What The Gladue Courts Consider

This contextualization and humanization is at the heart of the Gladue process in Canada, which calls for the courts to take into account the impacts of colonialism on Indigenous people.

“To be clear, courts must take judicial notice of such matters as the history of colonialism, displacement, and residential schools and how that history continues to translate into lower educational attainment, lower incomes, higher unemployment, higher rates of substance abuse and suicide, and of course higher levels of incarceration for Aboriginal peoples.” (Justice LeBel for the majority in R. v. Ipeelee, 2012)

After two Supreme Court decisions affirming it, Gladue has barely been implemented across this country, despite overwhelming evidence that the Canadian justice system is not blind to Indigenous people. In 2016, a searing McLean’s article “Canada’s Prisons are the New Residential Schools” detailed the findings of a months-long investigation, revealing discrimination for Indigenous people at every step of the judicial system, especially in the Prairie provinces.

Victims and perpetrators are often the same people

In Indictment, Jonathan Rudin, Program Director of Aboriginal Legal Services, speaks of the deep divide we draw between perpetrators and victims. We condemn perpetrators as bad, and conversely, our hearts go out to victims. But, as one quickly discovers in the justice system, victims and perpetrators are often the same people. It is a challenging truth.

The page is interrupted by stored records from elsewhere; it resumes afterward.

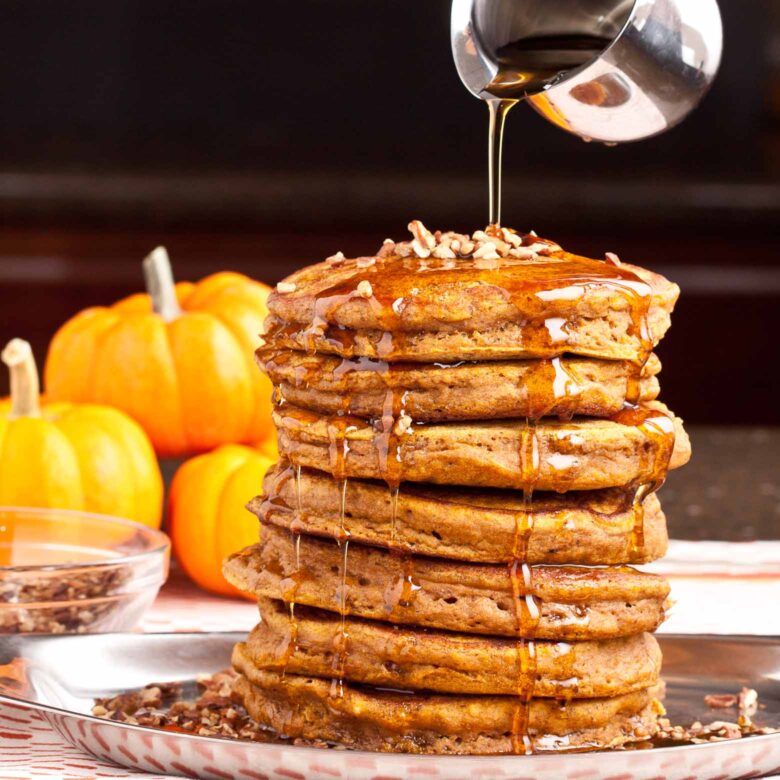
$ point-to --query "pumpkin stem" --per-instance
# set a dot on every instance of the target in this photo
(25, 389)
(159, 284)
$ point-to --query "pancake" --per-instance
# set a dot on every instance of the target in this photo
(364, 387)
(553, 602)
(426, 660)
(364, 718)
(478, 525)
(400, 306)
(582, 454)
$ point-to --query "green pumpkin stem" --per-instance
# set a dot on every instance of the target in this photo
(159, 284)
(25, 388)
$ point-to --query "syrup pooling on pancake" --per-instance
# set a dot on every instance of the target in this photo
(526, 277)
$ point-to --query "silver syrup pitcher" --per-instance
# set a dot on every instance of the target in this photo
(605, 70)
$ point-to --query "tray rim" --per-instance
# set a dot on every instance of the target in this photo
(315, 751)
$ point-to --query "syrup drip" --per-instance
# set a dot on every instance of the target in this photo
(658, 430)
(341, 644)
(338, 450)
(498, 110)
(289, 585)
(527, 607)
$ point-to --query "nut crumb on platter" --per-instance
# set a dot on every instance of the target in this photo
(215, 713)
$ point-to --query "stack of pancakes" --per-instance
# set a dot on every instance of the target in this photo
(471, 445)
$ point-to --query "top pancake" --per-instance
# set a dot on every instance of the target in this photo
(509, 297)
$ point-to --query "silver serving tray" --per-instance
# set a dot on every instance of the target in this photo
(63, 675)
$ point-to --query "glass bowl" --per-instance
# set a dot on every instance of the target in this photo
(67, 572)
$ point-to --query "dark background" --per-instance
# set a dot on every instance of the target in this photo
(261, 136)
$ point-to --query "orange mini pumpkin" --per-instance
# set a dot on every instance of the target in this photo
(71, 456)
(207, 511)
(179, 360)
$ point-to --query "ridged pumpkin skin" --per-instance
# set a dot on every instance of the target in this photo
(189, 380)
(207, 514)
(84, 457)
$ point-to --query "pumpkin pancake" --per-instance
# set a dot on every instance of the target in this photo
(532, 300)
(467, 390)
(562, 603)
(478, 525)
(427, 660)
(633, 447)
(306, 708)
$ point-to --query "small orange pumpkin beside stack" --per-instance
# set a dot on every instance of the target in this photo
(72, 455)
(178, 359)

Seeing how my mother’s humanity was overlooked in institutions, and my own difficulty coming to terms with how she was shaped by larger contexts, I’m aware of how easy it is to simplify and stereotype others.

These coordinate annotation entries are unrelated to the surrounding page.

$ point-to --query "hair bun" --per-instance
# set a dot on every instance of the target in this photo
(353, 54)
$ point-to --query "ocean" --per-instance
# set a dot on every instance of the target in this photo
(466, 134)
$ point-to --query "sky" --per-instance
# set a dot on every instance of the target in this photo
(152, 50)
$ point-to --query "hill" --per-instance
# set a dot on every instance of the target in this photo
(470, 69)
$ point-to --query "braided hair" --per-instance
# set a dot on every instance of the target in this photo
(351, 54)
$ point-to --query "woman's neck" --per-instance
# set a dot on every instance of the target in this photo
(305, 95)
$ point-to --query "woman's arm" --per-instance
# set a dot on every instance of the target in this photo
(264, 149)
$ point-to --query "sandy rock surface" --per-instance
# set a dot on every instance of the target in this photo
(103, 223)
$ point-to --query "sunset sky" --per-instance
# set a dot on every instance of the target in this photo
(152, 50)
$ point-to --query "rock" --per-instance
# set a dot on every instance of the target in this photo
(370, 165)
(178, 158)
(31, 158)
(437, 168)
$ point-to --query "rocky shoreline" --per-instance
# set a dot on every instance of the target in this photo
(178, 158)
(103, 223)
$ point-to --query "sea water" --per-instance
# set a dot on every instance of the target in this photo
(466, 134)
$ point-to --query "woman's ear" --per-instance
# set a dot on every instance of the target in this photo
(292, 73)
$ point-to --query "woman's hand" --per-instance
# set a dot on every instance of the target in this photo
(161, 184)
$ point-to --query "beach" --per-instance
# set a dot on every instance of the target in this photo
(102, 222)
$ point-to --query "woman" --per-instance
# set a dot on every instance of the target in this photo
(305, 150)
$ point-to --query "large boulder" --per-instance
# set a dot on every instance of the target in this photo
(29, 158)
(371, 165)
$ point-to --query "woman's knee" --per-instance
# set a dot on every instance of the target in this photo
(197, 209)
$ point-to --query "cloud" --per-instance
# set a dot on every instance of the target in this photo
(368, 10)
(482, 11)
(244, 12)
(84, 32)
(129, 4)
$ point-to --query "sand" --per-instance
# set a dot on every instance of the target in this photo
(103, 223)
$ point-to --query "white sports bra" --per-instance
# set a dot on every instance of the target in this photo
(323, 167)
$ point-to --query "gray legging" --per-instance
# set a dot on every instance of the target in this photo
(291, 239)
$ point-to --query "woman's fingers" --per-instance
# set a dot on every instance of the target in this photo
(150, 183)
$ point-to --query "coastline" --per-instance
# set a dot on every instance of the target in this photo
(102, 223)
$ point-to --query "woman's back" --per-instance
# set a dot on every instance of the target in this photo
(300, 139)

SCENE FROM THE FILM: "I was bored. That's the truth." Shelley explains why she committed her crime.

Working on this film, my co-director Shane Belcourt and I struggled with how to judge Shelly Chartier. As we opened out to a larger view of her history and circumstances, we could embrace Shelly in all her complexity — which feels like a wider, and wiser, view. It is this view that Canada’s judicial system must take on in earnest if it’s to do better by Indigenous people, who continue to suffer injustices at the hands of the justice system.